There's too much at stake here to accept an industry-backed plan masquerading as reform
EDITORIAL It's hard to imagine a better time for real, lasting health care reform. A popular president with a reform mandate has made it a top priority. The Democrats control both houses of Congress, with enough votes in the Senate to block a filibuster. Medical costs are soaring, driving individuals and businesses into bankruptcy. Even some big corporate executives, who recognize that the United States can't compete in the global economy when companies have to spend so much on employee health insurance, are starting to come around.
So why is the bill working its way through Congress so incredibly weak?
One reason: the private insurance industry is still calling the shots.

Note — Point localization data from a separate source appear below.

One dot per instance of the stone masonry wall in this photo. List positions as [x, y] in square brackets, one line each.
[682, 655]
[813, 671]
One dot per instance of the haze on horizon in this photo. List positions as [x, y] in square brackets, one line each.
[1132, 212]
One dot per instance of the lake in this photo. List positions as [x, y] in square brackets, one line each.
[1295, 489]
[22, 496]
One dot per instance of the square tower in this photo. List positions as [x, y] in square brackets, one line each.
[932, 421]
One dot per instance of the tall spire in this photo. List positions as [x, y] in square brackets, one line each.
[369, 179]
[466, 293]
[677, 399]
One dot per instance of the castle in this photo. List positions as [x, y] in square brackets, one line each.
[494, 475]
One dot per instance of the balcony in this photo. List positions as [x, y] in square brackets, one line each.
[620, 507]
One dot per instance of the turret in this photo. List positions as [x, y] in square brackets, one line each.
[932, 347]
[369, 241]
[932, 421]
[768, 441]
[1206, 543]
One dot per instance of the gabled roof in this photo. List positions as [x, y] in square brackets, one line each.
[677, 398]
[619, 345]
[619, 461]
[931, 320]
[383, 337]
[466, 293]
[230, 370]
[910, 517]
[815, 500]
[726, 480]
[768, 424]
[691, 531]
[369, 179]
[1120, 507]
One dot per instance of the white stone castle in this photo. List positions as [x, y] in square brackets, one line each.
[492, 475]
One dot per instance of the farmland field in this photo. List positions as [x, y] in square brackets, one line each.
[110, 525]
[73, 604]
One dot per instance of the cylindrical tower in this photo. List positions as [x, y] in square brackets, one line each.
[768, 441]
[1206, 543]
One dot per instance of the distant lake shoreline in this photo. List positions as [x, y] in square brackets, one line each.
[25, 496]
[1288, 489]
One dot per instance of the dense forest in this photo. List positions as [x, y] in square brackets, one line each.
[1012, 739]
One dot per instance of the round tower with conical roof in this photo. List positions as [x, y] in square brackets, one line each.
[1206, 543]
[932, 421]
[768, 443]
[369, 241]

In fact, from the very beginning, private insurers were involved in the policy discussions. Nancy Ann DeParle, President Obama's senior health policy advisor and the White House point person on reform, brought the industry into the room on day one. Sen. Max Baucus of Montana, who heads the Finance Committee that is now considering the bill, received more contributions from the insurance industry than any other Democrat in the Senate.

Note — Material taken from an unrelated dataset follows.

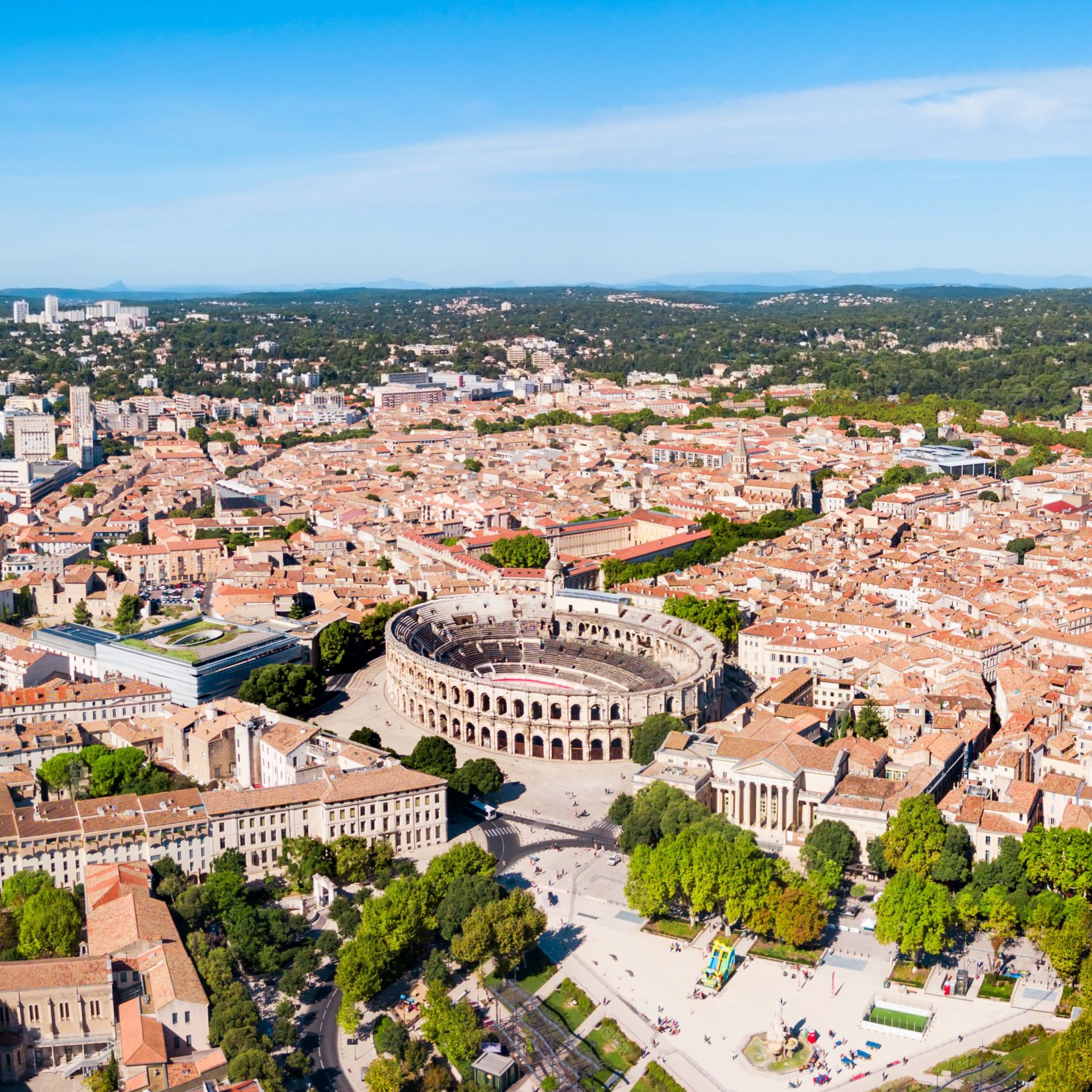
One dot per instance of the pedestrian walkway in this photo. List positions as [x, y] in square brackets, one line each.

And as long as the needs of an industry that makes profits by denying medical coverage to sick people matter more than the needs of the American people, there's not going to be a decent reform bill.
The best experts all agree that the only way to hold down costs, insure everyone, and make the nation competitive again is to eliminate private insurance and create a government-run, single-payer system. That's what almost every other industrialized country has and it works. Canada spends far less than the U.S. does on health care and the health outcomes for Canadians are far better by every measurable standard.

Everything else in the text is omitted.